Does this mean that this dependency to other image layout transitions submitted to the same queue is established per particular image subresource range?
I.e., does this also mean that the driver/GPU can schedule other work in parallel which does not depend on a particular other image subresource range? Only for a particular image subresource range, a dependency chain in terms of their layout transitions is established, right?!
I’m not sure I understand the question. A layout transition operates on a subresource range of an image. There is implicit synchronizations between layout transitions with regard to submission order of barriers.
I don’t know what “other work” would be involved here. Since a layout transition is a modifying operation that happens as part of some kind of dependency, subsequent commands that want to access those parts of the image have to be included in the destination part of the barrier by stage and mode of access.
Yes, commands that aren’t affected by the layout transition because they don’t access the parts of the image that were transitioned don’t need such synchronization. But you knew that from the first sentence you quoted. Stuff that isn’t affected by a layout transition doesn’t have to care about the effects of a layout transition.
I guess I was just looking for some reassurance that all dependency chains that are established through layout transitions are always established on a per-subresource basis.
I first read the specification’s paragraph about “submission order, relative to other image layout transitions” and was afraid that there might be some queue-global dependency chain between all layout transitions. But that wouldn’t make a lot of sense, I guess.

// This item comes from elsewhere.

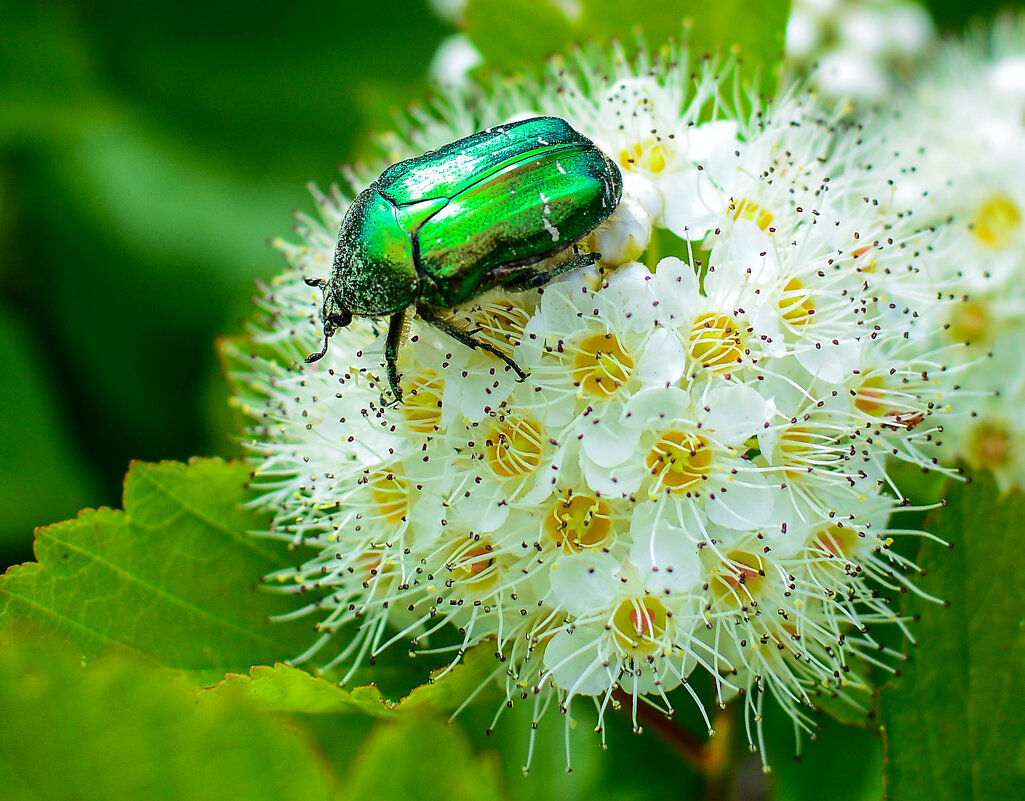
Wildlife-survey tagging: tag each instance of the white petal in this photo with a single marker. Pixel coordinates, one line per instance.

From a practical point of view, my actual question is if a GPU can parallelize work as efficiently within one queue (given that all barriers/transitions are specified as narrow as possible w.r.t. subresource ranges) as it could when using multiple queues for parallel workloads (under the assumption that different work packages are independent of each other in both scenarios).
That is essentially what it’s saying. But there has to be.
Layout transitions modify images. But this access doesn’t happen within a “stage”; it happens outside of the stage system. As such, if these operations were not implicitly ordered, there would be no way for two layout transitions to modify the same subresource ever.
Also, layout transitions (usually) don’t happen without some kind of execution barrier. So you’ve already put some kind of synchronization into the renderer in order to transition the subresource layouts to begin with. So if you’re doing a layout transition, that means that some subsequent command/stage/access mode is going to use that image with its new layout. So the barrier has to provide execution and visibility to that subsequent command/stage/access mode for those subresources.
Since layout transitions modify data, that barrier also must include any other layout transitions that previously happened to those subresources. So such subsequent operations are inherently dependent on them.
This is the wrong question to be asking, especially in as general of a way as you state it here.
Barriers are something you explicitly ask for, so presumably they happen because you need them to happen. So if you have some barrier between two sets of commands, and you’re considering putting the two sets of commands in two different queues, you still need synchronization between them. Only instead of a lightweight event or pipeline barrier, it now much be a heavyweight semaphore. Which also means you need to split your submission into different batches, since you can’t wait for semaphores in the middle of a command buffer.